On MyBarackObama.com, Obamaniacs could create their own blogs around platform issues, send policy recommendations directly to the campaign, set up their own mini fundraising site, organise an event, even use a phonebank widget to get call lists and scripts to tele-canvass from home. All the campaigns also used something called ‘online behavioural targeting’, but Obama’s team was more effective. When a prospective voter navigated to one of the candidate’s sites, a ‘cookie’ or internet tag, was placed in that user’s web browser. That cookie could identify the types of sites the user visited afterward, helping inform which political ads were served up to the user. Before, candidates had to rely on stereotyping large swaths of voters and making TV spots to suit. But in the 2008 election they were able to literally formulate an ad campaign for each individual voter.
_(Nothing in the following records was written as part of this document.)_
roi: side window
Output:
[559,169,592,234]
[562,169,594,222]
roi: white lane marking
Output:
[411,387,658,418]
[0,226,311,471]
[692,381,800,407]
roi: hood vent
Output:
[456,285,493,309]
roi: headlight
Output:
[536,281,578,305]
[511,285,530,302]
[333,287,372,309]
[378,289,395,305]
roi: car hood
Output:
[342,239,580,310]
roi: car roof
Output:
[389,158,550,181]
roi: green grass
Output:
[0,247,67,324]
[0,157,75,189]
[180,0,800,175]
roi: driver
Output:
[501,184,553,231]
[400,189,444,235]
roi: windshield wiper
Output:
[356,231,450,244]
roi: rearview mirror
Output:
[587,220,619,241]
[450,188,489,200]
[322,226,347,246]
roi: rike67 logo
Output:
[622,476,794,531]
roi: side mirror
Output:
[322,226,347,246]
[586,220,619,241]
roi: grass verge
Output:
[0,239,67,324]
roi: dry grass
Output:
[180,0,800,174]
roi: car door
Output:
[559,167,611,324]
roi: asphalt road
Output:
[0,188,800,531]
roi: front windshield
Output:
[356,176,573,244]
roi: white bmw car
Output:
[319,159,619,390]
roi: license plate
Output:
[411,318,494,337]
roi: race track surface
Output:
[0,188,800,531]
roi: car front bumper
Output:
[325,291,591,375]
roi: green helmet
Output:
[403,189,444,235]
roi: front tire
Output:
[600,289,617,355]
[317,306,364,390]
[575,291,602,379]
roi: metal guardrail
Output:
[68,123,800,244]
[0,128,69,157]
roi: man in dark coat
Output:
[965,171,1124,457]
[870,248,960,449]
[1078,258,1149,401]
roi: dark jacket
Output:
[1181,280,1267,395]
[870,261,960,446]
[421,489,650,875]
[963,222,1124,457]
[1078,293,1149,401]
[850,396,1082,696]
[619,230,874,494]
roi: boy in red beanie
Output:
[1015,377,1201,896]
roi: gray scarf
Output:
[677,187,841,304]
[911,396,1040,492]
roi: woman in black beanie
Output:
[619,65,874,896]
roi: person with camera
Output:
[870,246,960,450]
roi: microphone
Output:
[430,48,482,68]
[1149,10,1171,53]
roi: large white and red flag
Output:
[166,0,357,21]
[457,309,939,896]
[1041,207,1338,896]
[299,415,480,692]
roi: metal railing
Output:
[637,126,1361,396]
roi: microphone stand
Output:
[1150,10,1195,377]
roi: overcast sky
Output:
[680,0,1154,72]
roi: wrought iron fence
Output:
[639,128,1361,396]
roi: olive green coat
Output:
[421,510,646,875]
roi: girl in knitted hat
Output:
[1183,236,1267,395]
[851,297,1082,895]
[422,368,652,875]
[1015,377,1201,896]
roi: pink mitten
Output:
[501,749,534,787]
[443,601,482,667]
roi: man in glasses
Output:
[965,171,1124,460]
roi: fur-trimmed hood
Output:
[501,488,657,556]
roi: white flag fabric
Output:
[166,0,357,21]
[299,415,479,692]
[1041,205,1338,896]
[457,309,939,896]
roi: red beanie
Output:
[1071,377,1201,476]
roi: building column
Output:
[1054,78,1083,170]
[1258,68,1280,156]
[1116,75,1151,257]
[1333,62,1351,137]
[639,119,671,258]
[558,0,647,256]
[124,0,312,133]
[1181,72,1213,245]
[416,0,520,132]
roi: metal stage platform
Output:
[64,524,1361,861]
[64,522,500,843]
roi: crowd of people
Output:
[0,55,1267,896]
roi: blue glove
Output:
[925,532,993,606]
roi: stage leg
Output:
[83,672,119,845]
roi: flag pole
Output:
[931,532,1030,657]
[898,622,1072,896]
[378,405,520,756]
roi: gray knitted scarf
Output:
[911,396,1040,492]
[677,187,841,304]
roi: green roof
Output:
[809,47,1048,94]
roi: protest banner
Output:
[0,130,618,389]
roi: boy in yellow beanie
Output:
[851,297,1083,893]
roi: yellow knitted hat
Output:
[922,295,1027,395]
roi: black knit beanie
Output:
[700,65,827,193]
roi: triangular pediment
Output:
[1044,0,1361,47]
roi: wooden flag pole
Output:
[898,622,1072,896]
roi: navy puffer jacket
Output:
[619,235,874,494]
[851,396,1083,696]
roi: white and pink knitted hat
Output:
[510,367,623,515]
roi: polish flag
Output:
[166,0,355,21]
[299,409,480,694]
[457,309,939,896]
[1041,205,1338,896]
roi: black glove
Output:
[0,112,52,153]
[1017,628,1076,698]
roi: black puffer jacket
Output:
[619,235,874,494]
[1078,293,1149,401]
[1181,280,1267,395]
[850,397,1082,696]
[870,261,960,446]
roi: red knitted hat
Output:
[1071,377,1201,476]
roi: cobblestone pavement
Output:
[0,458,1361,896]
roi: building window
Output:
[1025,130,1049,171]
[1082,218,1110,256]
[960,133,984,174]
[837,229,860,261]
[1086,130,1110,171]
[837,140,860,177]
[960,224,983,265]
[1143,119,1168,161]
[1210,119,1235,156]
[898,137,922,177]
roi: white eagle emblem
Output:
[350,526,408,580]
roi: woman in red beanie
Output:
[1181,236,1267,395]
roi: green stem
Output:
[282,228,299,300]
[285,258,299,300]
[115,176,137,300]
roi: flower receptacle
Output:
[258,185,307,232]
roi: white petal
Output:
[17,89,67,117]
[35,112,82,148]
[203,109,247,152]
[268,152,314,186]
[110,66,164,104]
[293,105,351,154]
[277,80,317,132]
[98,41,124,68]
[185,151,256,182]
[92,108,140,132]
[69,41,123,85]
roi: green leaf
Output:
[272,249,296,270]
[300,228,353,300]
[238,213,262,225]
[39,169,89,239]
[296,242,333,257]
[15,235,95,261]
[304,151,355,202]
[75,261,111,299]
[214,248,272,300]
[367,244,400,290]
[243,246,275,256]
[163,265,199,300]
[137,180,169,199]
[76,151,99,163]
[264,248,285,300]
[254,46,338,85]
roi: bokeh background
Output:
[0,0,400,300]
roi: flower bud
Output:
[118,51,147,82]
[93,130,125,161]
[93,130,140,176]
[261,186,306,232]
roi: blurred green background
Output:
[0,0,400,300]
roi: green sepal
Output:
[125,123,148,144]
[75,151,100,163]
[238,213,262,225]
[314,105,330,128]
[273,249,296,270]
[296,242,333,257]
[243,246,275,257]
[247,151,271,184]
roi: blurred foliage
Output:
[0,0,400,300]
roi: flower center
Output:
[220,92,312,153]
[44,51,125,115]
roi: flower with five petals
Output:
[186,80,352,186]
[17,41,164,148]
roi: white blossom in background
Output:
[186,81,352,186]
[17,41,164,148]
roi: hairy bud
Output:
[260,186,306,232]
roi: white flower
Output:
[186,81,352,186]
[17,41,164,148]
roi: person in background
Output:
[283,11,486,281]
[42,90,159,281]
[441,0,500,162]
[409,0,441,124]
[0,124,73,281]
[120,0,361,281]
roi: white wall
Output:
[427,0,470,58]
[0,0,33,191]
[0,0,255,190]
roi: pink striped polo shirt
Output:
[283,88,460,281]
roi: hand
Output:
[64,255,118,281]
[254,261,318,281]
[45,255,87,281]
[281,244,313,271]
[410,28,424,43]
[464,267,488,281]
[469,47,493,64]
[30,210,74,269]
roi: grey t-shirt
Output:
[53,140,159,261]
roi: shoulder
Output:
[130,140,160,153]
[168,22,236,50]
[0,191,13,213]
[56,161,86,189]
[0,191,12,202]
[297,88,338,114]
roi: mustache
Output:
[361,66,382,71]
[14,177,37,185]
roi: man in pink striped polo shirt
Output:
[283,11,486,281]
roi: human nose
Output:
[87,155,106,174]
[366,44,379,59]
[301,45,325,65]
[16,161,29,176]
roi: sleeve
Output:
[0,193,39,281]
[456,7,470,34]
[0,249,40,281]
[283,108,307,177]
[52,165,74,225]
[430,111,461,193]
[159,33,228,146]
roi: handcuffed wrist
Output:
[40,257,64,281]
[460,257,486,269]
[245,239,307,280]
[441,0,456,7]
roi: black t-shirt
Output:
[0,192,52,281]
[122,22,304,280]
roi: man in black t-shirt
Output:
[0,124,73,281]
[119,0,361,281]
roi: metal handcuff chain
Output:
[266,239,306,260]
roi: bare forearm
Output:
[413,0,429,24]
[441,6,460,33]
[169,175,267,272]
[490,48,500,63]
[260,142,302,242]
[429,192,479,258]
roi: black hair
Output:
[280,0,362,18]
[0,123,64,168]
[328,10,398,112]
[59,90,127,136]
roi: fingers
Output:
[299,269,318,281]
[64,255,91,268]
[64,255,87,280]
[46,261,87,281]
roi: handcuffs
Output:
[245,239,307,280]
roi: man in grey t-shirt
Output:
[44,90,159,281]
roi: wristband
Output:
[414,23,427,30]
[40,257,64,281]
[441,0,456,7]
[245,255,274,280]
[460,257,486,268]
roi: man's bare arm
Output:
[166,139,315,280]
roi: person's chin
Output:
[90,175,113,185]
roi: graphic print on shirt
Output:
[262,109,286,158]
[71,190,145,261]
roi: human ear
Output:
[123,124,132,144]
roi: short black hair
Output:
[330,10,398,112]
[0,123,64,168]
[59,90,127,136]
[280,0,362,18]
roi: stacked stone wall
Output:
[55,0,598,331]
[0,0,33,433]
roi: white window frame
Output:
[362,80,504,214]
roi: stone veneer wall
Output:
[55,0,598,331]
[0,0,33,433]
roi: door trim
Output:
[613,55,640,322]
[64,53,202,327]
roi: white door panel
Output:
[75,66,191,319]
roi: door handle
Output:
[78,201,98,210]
Obama’s campaign was smart about segmenting its supporters, crafting different methods of communication for each group. With younger voters, for instance, they made use of text messaging; for older voters, they sent short, concise emails. With an email or a text every few days, people were kept abreast of the latest news and talking points without the costly expenses of TV ads or direct mailings.

Andrew Rasiej, founder of the Personal Democracy Forum, a website that explores how technology is changing politics says, ‘if you think about the fact that they have cell phone numbers, emails, blog comments, donations and MyBarackObama profiles and so forth, they have multiple levels of data about their supporters. Let us say they then take that data and mash it with voter files, for example. They find someone who visits BarackObama.com every day, has given them $10 a month for the last few months, has offered their mobile phone number, has voted in Democratic primaries for the last 12 years. That is probably someone who would be willing to volunteer for them.’ And out goes an email and text message to each individual about volunteering, with specific locations near their home or work. With online campaigning, Raseij says, ‘you can see where you get traction, and then reinvest, based on data.’